Une intégration entre architecture et industrie Projet de logement pour la population étudiante développé par UTILE à Rimouski, en collaboration avec l’Association générale étudiante du campus de Rimouski de l’UQAR. – Photo : Industries Bonneville. Architecture : Blouin Beauchamps

« Le problème n’est pas technique, mais dans le processus », expliquait Guy Paquin, et notamment dans le mode de réalisation des projets. Roger-Bruno Richard insistait d’ailleurs sur la distinction entre la construction conventionnelle, qui se réalise sous forme de services, et la construction industrialisée, qui regroupe les participants pour qu’ils travaillent ensemble à uniformiser les détails et livrer un produit. Il précise que les architectes conservent un espace de créativité, car ce sont les détails qui sont uniformisés et non les produits.

Cette vision suppose d’inviter les manufacturiers en phase de conception. « Pour récolter les avantages de l’industrialisation, il faut plus de planification et une intervention des manufacturiers en amont.

C’est comme si l’on cherchait à réunir deux champs longtemps restés opposés, l’architecture et l’industrie, pour qu’ils travaillent ensemble », suggérait Carlo Carbone, qui invitait donc à imaginer des approches collaboratives. Or, « la fragmentation entre conception et construction et les modes de réalisation classiques dans la commande publique empêchent la collaboration en amont entre concepteurs et fabricants », observait Gonzalo Lizarralde. Guy Paquin, qui a été responsable de l’évolution et de l’innovation des pratiques à la Société québécoise des infrastructures (SQI), reconnaissait que le mode d’approvisionnement des projets publics ne facilite pas le recours à la préfabrication et que les processus doivent être revus. Arguant que « le problème n’est pas dans la technique, mais dans le processus », il a énuméré quelques pistes d’action gouvernementales pour favoriser la collaboration dans les projets publics. Notamment, le Plan d’action pour le secteur de la construction 2021 ainsi que la Stratégie québécoise en infrastructures publiques de 2024 prônent d’accélérer la modernisation des processus des donneurs d’ouvrage et l’appui à la préfabrication dans le secteur public. De cette stratégie découle le projet de loi 62 (PL62) qui vise à faciliter la collaboration dans les projets d’infrastructure publique.

De son côté, la SQI travaille avec STGM Architecture pour élaborer un outil de mesure du potentiel de préfabrication dans un projet. Guy Paquin a aussi donné l’exemple de deux projets pour lesquels la SQI a tenté d’inclure une part de préfabrication, un en mode entrepreneur général et l’autre en mode conception-construction progressif.

« La collaboration est plus facile en mode conception-construction progressif parce que tout le monde se parle dès le début.
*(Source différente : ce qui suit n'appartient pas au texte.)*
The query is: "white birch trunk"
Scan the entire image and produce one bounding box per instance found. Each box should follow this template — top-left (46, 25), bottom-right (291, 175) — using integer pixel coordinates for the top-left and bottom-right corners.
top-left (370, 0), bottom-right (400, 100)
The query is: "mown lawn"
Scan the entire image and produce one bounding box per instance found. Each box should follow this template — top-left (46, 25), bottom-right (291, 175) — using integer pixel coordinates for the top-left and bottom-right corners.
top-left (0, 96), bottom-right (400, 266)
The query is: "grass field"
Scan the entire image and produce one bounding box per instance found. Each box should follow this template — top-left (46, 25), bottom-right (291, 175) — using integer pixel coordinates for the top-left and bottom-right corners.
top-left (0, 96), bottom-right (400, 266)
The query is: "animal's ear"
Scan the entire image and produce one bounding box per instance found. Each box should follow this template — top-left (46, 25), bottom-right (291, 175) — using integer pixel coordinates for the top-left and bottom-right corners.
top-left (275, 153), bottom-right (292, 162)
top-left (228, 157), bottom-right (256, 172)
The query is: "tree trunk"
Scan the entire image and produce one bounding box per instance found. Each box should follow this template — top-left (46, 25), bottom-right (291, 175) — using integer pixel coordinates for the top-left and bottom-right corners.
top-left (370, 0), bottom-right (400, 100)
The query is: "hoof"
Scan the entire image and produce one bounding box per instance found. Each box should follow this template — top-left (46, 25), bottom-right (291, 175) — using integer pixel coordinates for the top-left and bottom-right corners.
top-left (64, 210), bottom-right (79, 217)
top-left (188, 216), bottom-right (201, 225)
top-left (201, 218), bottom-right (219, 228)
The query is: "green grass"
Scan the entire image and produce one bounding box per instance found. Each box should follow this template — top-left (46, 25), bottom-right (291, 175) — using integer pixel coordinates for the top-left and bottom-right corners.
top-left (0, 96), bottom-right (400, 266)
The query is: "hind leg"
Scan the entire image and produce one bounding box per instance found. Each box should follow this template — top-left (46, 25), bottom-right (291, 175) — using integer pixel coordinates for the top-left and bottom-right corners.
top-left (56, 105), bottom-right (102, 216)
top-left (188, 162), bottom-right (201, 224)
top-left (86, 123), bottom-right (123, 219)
Les manufacturiers sont là. Les concepteurs comprennent les critères et les limites de la préfabrication. » Il insiste aussi sur la modélisation des données du bâtiment pour faciliter l’arrimage entre les partenaires.

L’exemple UTILE

De ses premiers projets de logements étudiants, UTILE a identifié quelques facteurs qui empêchent de profiter des économies de la préfabrication, notamment l’absence de clients récurrents et le manque d’expérience de la construction modulaire. Pour son projet à Rimouski, une résidence étudiante de 155 unités, UTILE s’est donc appliqué à réunir les conditions gagnantes pour introduire la préfabrication avec succès. « De la cession du terrain par la municipalité à l’emménagement des étudiants, il se sera écoulé quinze mois. Les 96 modules ont été assemblés en quatre semaines », relate Maxime Pelletier, directeur adjoint aux affaires publiques chez UTILE. Selon lui, le promoteur qui est en contact avec les autres partenaires joue un rôle primordial dans cette réussite. « C’est nous, le donneur d’ouvrage, qui engageons les professionnels, l’entrepreneur général et le préfabricant. Donc, on peut mobiliser tous les acteurs autour du projet », poursuit-il. UTILE a identifié les Industries Bonneville comme manufacturier, reçu en entrevues des entrepreneurs généraux et des professionnels pour en arriver à former un consortium avec les Industries Bonneville, Construction Longer, Blouin Beauchamp Architectes et le Groupe GDI pour l’ingénierie. « La nouveauté de notre approche, relate Maxime Pelletier, c’est qu’on s’est engagés à ne pas faire juste un prototype. On a dit au préfabricant qu’on veut faire un projet de 150 à 200 logements modulaires cette année, un autre l’année prochaine et un autre dans deux ans. Le premier ne sera peut-être pas un succès retentissant, mais on va développer une expertise qui servira pour les autres projets. » La collaboration avec le manufacturier en amont du projet permet de maximiser la dimension des modules par rapport à la capacité de production de l’usine, et la réplicabilité permettra de réutiliser les mêmes modules et de standardiser les plans et devis pour les prochains projets.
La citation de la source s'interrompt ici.